CGW:監督として、本作におけるチャレンジは何でしたか?

中井:この作品ではリミテッドのアニメーションをしているのですが、自分としてはあまりしたことがなかった表現手法でしたので、そこがチャレンジでした。コストを抑えるために自動で1コマ抜くというようなことは、MARZAとしてはやっていましたが、今回は逆にコストをかけてコマ抜きをすることで格好良くみせるという手法なんです。そうすることで、フルコマにはない映像の面白さが出たと思います。

CGW:3Dでありつつ、日本のアニメらしい感じが出る映像に。

中井:そう。それもラインを出して単純に作画を再現したようなCGアニメではなく作画とCGの良さを両立させた画面。自分自身で見たいような画づくりができたと思うし、昔からアニメが好きな人にも好んで見ていただけるスタイルに仕上げられた自信があります。

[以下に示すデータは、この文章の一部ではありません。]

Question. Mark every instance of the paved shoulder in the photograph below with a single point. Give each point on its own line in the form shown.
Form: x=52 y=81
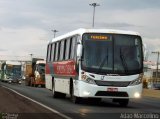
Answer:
x=13 y=104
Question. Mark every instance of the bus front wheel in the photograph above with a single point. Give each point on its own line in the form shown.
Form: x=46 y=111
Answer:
x=74 y=98
x=123 y=102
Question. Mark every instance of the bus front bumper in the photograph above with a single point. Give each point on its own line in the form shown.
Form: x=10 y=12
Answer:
x=90 y=90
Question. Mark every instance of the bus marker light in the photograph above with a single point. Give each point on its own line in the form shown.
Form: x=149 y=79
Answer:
x=137 y=95
x=112 y=89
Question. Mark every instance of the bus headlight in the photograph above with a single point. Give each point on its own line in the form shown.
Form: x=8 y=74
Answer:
x=136 y=81
x=86 y=79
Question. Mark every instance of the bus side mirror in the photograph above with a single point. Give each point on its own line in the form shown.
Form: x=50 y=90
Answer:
x=79 y=51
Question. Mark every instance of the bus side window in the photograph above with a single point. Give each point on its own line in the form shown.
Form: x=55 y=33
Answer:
x=74 y=46
x=52 y=55
x=70 y=48
x=54 y=50
x=57 y=46
x=67 y=49
x=62 y=50
x=49 y=53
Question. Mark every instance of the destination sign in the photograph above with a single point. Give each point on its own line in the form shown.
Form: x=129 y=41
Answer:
x=99 y=37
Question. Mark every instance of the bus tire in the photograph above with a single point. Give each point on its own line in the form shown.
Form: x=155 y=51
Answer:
x=123 y=102
x=55 y=93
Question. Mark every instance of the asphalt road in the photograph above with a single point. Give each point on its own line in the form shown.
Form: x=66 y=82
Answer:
x=143 y=107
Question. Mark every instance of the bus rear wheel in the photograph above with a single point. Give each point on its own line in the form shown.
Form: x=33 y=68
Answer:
x=57 y=94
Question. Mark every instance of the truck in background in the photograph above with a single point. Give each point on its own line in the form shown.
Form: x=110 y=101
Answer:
x=11 y=72
x=35 y=72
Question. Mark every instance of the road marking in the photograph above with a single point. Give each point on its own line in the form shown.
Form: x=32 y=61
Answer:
x=52 y=110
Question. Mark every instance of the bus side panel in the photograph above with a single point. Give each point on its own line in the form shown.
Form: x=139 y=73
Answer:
x=65 y=68
x=64 y=71
x=48 y=76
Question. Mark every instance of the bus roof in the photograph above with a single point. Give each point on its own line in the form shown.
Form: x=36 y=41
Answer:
x=82 y=30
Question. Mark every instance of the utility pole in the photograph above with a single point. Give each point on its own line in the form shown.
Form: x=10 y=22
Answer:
x=54 y=31
x=157 y=52
x=31 y=56
x=94 y=6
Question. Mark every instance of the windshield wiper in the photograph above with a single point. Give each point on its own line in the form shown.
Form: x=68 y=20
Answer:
x=103 y=62
x=123 y=61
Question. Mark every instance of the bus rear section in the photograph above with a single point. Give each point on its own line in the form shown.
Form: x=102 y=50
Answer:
x=107 y=64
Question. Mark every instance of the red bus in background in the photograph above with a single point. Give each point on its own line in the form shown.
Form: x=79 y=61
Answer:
x=95 y=63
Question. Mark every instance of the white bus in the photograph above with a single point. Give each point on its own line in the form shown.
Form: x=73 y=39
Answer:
x=95 y=63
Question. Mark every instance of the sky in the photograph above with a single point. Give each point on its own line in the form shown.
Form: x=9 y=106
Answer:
x=26 y=25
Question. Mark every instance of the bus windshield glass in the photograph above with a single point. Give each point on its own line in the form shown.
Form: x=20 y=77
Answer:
x=112 y=54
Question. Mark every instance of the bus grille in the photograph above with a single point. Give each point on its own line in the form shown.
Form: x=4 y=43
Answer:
x=113 y=94
x=112 y=83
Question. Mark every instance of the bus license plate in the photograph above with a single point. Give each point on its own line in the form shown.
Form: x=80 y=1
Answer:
x=112 y=89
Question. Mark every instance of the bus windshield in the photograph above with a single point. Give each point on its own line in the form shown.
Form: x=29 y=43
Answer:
x=112 y=54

ハヤシ:ルックでも動きでも、作画アニメを模倣しているわけではないし、3DCGの良さも出ている。いわゆるピクサーのアニメーションの方法とも異なるかたちで。

中井:日本のアニメをどう3Dに落とし込むかを考えたときに、この新しいスタイルができたという感じですね。

加藤:ピクサーのような作品に同じような表現で対抗するのではなく、日本のアニメーションがもっているリミテッド表現などの要素を組み合わせて、新しい表現にすることで、海外の人たちにも新鮮さをもって届けられるのではという考えです。

中井:演出でもセルアニメ(2Dアニメ)っぽい表現を使ってるんです。パンチのときの過剰な演出とか、集中線を多用するところとか、これは日本人としてやらなくちゃいけない演出でしょうと(笑)。

加藤:リミテッドアニメーションの良さって、適切な情報量のコントロールにもあると思うんです。今回のキャラクターのルックもフラットめで、そこまで情報量が多くない。アニメーションでもコマを抜くことでメリハリがついて、観てほしい画に集中させることができる。今回の手法として3DCGでありながらリミテッドアニメーションだったのは、とても適切だったと思います。

CGW:日本のアニメらしいエフェクトがこの映像に溶け込んでいるのがまた良かったです。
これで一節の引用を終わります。